Introduction, downloads

D: 2 Aug 2017

Recent version history

What's new?

Coming next

General usage

Citation instructions

Standard data input

PLINK 1 binary (.bed)

PLINK 2 binary (.pgen)

Autoconversion behavior

VCF (.vcf{.gz})

Oxford genotype (.bgen)

Oxford haplotype (.haps)

PLINK 1 dosage

Dosage import settings

Generate random

Unusual chromosome IDs

Phenotypes

Covariates

(TBD)

Output file list

Credits

File formats

PLINK 2.00 alpha

PLINK 2.0 alpha was developed by Christopher Chang and the Human Longevity, Inc. Data Science team, with substantial input from Stanford's Department of Biomedical Data Science. (More detailed credits.)

Binary downloads

Build
Operating systemDevelopment (2 Aug)
Linux 64-bit Intel1download
Linux 32-bitdownload
OS X (64-bit)download
Windows 64-bitdownload
Windows 32-bitdownload

1: This build can still run on AMD processors, but it's statically linked to Intel MKL, so some linear algebra operations will be slow. We will try to provide an AMD Zen-optimized build as soon as supporting libraries are available.

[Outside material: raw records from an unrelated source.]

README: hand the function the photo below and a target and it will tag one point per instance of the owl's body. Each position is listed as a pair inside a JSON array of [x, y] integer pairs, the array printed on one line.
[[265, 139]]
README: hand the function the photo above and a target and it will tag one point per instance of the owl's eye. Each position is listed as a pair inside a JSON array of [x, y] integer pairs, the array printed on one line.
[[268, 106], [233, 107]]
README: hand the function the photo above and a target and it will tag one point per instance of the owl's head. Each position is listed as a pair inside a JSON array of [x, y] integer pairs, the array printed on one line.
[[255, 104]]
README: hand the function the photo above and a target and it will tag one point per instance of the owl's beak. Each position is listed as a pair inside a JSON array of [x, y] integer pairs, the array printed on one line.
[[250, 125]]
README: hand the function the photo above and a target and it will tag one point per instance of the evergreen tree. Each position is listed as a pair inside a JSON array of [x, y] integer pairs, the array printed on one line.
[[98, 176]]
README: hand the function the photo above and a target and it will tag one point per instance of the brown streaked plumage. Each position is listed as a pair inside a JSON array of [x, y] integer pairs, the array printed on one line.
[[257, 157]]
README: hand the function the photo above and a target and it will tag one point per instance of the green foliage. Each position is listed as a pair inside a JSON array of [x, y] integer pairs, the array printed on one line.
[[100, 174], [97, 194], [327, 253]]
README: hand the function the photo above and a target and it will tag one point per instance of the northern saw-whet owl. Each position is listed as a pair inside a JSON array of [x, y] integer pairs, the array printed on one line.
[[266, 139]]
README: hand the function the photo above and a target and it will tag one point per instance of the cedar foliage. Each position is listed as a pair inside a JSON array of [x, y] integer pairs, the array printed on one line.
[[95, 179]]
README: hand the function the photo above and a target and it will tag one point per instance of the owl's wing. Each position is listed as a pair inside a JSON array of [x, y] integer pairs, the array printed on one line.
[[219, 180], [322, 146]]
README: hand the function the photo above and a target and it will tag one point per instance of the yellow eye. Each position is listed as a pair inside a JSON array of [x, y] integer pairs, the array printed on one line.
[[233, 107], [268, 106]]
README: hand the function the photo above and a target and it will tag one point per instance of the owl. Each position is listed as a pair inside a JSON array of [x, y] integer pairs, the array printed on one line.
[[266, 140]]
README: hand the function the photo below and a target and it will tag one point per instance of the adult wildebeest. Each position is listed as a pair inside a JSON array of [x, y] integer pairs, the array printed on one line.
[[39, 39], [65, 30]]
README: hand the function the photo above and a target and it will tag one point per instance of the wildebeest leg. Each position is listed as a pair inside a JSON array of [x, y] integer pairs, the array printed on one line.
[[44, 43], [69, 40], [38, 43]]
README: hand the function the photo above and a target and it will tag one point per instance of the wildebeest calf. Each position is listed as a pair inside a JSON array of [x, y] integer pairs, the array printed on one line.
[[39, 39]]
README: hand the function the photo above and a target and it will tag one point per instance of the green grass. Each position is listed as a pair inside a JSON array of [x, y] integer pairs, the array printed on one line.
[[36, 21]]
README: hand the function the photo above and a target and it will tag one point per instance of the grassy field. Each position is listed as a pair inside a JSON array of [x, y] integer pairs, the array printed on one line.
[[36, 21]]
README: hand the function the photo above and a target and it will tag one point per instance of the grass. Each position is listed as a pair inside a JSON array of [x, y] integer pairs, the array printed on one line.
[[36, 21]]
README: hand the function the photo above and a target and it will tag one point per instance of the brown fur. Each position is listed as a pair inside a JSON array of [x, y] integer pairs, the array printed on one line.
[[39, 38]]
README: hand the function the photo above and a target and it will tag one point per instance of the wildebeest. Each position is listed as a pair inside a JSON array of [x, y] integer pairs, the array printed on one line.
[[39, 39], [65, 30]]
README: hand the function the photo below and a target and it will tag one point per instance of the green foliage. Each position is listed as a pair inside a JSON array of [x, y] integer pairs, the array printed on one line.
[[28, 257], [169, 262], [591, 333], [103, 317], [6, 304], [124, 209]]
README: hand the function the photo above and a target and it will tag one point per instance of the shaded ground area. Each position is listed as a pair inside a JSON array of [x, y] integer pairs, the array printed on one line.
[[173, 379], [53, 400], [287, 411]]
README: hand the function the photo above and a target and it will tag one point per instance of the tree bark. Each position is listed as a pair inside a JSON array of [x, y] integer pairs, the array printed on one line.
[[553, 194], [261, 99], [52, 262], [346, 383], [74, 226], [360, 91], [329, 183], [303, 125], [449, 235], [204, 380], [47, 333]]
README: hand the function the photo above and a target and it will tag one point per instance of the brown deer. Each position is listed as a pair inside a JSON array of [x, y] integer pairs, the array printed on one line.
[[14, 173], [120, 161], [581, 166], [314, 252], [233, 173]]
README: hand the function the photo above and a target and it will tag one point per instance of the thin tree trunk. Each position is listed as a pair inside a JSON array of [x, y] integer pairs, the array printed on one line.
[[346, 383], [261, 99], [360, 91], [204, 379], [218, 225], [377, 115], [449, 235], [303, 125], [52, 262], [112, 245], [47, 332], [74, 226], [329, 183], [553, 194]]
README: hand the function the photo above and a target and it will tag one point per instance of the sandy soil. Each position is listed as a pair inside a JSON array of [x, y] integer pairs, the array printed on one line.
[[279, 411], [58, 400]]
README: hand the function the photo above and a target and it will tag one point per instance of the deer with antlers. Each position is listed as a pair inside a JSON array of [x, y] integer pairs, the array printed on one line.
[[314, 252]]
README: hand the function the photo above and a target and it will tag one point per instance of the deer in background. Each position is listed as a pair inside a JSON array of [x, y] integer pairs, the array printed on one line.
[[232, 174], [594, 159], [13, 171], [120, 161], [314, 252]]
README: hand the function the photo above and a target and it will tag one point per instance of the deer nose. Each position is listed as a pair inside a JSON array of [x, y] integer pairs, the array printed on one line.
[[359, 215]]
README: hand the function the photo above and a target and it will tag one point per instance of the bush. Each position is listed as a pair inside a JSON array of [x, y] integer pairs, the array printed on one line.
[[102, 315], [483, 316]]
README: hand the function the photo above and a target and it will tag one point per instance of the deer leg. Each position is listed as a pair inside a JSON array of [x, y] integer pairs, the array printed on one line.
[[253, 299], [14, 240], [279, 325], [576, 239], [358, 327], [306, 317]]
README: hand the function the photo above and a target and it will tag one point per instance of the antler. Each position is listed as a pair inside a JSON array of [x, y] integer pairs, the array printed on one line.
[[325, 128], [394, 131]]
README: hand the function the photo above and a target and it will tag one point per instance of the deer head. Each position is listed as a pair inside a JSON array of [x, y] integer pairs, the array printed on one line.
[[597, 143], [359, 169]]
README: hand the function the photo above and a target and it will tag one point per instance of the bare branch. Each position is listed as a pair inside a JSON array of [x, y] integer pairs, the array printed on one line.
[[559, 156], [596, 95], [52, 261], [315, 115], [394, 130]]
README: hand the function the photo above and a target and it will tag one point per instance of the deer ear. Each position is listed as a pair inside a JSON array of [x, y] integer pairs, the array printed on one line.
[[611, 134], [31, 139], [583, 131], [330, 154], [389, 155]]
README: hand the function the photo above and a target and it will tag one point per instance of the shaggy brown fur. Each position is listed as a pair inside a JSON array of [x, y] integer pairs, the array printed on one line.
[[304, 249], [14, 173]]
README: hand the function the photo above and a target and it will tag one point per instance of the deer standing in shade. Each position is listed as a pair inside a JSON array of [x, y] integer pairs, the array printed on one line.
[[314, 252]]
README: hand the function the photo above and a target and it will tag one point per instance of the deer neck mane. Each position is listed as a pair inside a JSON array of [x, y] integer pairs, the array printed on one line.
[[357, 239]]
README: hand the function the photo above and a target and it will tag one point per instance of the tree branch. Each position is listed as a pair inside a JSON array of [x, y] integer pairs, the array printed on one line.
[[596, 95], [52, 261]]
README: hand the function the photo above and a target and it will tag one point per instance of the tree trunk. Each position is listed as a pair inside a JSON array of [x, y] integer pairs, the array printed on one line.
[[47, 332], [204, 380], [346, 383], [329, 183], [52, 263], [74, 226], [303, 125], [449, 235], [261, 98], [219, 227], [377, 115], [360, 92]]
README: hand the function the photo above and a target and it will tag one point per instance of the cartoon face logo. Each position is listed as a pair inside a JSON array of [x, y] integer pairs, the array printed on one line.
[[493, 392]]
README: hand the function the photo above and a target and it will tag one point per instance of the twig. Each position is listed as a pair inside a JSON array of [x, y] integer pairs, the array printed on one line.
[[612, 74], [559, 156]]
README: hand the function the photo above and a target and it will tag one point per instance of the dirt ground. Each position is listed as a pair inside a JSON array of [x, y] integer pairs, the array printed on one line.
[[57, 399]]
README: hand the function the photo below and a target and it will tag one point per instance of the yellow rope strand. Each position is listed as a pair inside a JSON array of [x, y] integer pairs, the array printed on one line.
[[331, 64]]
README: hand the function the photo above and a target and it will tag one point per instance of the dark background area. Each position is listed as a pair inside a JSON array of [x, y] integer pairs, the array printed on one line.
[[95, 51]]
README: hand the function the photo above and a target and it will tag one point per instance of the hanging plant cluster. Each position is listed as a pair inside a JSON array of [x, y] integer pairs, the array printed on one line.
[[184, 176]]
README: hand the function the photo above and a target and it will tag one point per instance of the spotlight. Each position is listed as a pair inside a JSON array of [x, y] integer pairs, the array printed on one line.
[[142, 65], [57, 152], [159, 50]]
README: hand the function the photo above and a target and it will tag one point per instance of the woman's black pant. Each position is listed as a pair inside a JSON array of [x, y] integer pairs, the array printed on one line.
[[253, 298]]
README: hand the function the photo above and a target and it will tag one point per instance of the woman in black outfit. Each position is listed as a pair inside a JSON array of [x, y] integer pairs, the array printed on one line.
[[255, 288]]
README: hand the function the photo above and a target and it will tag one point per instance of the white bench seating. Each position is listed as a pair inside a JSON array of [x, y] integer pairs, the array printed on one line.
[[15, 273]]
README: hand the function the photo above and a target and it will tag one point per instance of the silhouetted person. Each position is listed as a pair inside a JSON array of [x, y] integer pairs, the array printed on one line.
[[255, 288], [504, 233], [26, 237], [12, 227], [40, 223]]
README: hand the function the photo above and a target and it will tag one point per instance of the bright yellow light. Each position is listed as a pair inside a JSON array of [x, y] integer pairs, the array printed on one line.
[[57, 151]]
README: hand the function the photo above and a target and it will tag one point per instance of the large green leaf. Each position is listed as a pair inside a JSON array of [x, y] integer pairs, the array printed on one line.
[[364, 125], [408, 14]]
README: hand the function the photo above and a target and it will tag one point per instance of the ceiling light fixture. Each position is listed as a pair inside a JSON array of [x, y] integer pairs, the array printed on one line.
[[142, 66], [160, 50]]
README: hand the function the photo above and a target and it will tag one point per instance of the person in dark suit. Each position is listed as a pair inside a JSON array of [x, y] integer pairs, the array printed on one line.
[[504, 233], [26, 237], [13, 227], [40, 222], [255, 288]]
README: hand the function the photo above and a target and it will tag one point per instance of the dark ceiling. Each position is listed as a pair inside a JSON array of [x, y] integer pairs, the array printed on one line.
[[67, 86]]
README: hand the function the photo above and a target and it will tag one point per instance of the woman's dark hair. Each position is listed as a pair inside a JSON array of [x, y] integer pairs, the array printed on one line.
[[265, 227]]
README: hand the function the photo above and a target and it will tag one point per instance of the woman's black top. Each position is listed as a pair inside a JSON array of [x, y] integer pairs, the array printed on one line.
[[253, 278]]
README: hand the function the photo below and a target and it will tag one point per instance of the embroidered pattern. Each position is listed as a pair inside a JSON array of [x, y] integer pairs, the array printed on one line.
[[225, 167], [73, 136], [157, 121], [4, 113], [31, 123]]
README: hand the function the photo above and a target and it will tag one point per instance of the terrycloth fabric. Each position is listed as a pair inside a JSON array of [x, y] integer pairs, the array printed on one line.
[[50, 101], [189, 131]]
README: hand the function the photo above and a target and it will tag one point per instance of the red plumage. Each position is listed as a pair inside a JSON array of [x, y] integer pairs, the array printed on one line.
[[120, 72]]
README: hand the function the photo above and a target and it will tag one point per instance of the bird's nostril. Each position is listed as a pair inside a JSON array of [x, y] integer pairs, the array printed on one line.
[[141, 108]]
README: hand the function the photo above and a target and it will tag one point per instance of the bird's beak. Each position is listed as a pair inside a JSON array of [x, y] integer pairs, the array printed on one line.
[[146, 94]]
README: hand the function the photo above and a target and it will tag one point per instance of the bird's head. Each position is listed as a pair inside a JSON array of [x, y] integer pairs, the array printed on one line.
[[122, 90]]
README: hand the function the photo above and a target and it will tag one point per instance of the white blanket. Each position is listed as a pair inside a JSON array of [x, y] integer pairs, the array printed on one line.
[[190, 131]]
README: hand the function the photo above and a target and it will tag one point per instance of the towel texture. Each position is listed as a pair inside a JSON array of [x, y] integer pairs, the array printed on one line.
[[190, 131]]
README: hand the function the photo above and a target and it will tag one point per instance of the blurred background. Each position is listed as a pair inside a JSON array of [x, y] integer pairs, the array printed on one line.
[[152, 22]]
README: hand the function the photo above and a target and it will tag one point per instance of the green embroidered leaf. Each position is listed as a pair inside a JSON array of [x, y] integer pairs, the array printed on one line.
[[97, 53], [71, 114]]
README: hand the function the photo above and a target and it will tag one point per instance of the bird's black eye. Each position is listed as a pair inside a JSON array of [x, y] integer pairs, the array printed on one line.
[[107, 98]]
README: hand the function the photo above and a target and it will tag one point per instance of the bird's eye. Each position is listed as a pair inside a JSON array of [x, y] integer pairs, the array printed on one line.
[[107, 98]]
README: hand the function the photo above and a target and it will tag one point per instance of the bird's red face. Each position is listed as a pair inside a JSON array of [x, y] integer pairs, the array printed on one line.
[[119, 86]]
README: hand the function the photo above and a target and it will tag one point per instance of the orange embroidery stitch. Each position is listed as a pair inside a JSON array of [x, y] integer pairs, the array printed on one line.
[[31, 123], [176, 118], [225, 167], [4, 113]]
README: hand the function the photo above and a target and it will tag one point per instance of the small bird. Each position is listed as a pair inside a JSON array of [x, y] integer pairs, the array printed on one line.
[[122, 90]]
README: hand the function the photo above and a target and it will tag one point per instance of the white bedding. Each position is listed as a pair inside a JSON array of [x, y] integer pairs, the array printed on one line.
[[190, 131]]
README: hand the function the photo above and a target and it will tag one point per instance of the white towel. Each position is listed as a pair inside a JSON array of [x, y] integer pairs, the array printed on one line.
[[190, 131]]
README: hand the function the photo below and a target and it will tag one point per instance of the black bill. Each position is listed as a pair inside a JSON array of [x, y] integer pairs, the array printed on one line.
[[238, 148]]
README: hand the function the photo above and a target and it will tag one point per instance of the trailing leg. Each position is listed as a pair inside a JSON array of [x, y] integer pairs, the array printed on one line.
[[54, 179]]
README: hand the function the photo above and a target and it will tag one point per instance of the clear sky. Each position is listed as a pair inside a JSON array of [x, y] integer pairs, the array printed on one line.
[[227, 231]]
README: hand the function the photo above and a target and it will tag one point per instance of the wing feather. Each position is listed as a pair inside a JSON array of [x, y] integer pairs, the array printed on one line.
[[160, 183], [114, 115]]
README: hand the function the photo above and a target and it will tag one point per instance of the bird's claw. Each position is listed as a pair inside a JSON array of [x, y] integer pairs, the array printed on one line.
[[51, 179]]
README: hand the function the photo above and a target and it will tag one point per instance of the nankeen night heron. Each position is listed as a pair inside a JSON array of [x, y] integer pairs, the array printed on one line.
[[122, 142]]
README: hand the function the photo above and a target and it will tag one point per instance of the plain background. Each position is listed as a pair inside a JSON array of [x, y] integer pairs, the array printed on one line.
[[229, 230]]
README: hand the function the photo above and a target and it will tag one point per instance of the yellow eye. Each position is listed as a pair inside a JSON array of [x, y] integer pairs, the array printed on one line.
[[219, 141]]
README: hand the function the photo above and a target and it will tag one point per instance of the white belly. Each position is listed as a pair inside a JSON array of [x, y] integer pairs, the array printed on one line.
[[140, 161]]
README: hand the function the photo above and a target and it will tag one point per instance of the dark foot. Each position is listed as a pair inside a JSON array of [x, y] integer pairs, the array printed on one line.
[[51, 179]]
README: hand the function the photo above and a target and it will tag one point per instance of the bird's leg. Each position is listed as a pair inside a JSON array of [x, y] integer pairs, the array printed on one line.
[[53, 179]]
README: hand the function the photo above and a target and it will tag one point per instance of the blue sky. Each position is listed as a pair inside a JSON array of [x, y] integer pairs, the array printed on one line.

Source code and build instructions are available on Github. (Here's another copy of the source code.)

Recent version history

2 Aug 2017: --sort-vars implemented.

25 Jul: --loop-cats now works properly with genotype-based variant filters.

24 Jul: Fixed '--pca approx' allele frequency handling bug introduced in 4 Jun build; we recommend redoing any '--pca approx' runs performed with an affected build. (Regular --pca was not affected.) --loop-cats implemented (similar to PLINK 1.x --loop-assoc, except it's not restricted to association tests). VCF export now supports 'vcf-dosage=DS-force' mode. --dummy multithread + dosage bugfix.

17 Jul: BGEN v1.2/1.3 importer memory allocation bugfix. Size of failed allocation is now logged on most out-of-memory errors.

2 Jul: Improved multithreading in BGEN v1.2/1.3 importer. Python writer can now be called with multiple variants at a time.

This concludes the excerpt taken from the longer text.